How does this work for agent frameworks like LangChain or AutoGen?

The pattern is framework-agnostic. The agent framework holds the agent's reasoning logic. The framework produces tool-call requests as structured messages (typically JSON in modern frameworks). The gateway sits between the framework's tool-execution layer and the tool's API. The framework is responsible for attaching the delegation token to outbound calls. The gateway is responsible for verifying the token, evaluating the policy, and producing the record. The Microsoft May 2026 disclosure of prompt-to-shell escalation paths in mainstream agent frameworks reinforces the case for a gateway that does not depend on the framework's internal authorization.

What if the task is too dynamic to scope in advance?

Dynamic tasks are common, especially in conversational agents. The scoping pattern degrades gracefully. The gateway can accept a delegation token with a broader scope and apply per-call policy that narrows the actual decision based on the tool, the arguments, and the natural-person identity. The trade-off is operator complexity: a broader token means the policy at the gateway carries more of the decision. A narrower token means the application that mints the token carries more of the decision. Both patterns produce records. The narrower-token pattern produces a clearer audit trail because the delegation chain is explicit.

How does per-call evaluation affect agent latency?

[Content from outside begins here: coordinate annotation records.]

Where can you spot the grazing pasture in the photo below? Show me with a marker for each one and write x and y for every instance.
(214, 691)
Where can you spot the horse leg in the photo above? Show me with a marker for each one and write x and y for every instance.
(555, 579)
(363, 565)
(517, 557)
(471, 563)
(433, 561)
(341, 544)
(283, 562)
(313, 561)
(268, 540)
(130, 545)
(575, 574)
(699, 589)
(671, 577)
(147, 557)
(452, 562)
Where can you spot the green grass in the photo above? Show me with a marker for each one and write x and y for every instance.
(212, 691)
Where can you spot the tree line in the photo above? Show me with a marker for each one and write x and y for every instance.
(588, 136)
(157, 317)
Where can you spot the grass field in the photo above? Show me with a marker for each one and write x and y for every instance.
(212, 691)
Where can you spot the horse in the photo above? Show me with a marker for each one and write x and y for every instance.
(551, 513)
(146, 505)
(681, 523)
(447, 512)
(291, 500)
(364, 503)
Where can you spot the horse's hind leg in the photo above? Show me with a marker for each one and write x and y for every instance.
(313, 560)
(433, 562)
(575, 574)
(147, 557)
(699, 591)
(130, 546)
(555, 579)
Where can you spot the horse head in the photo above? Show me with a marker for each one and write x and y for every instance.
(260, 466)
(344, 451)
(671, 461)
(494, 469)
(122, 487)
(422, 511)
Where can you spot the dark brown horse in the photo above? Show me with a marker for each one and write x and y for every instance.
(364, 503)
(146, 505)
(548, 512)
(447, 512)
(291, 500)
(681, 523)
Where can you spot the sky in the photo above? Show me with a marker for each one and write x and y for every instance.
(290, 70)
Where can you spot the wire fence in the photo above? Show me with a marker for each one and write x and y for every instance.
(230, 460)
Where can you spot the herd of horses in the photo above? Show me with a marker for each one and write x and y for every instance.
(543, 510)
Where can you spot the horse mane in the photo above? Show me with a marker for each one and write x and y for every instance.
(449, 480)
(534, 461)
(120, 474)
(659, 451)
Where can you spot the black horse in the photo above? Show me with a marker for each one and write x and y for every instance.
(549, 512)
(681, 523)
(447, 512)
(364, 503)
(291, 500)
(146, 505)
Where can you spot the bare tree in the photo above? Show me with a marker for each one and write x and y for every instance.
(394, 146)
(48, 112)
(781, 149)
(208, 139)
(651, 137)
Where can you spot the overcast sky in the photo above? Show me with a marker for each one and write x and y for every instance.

End-to-end enforcement overhead at the gateway measures under 50 ms in production tests. Agent reasoning latency is typically 500 ms to several seconds per turn. The per-call gateway evaluation is invisible relative to the reasoning latency. For agents that fire many tool calls in a single turn, the gateway evaluations run in parallel where the tool calls run in parallel; the overhead is dominated by the slowest tool, not by the gateway.

Can tool permissions be evaluated entirely inside the model context?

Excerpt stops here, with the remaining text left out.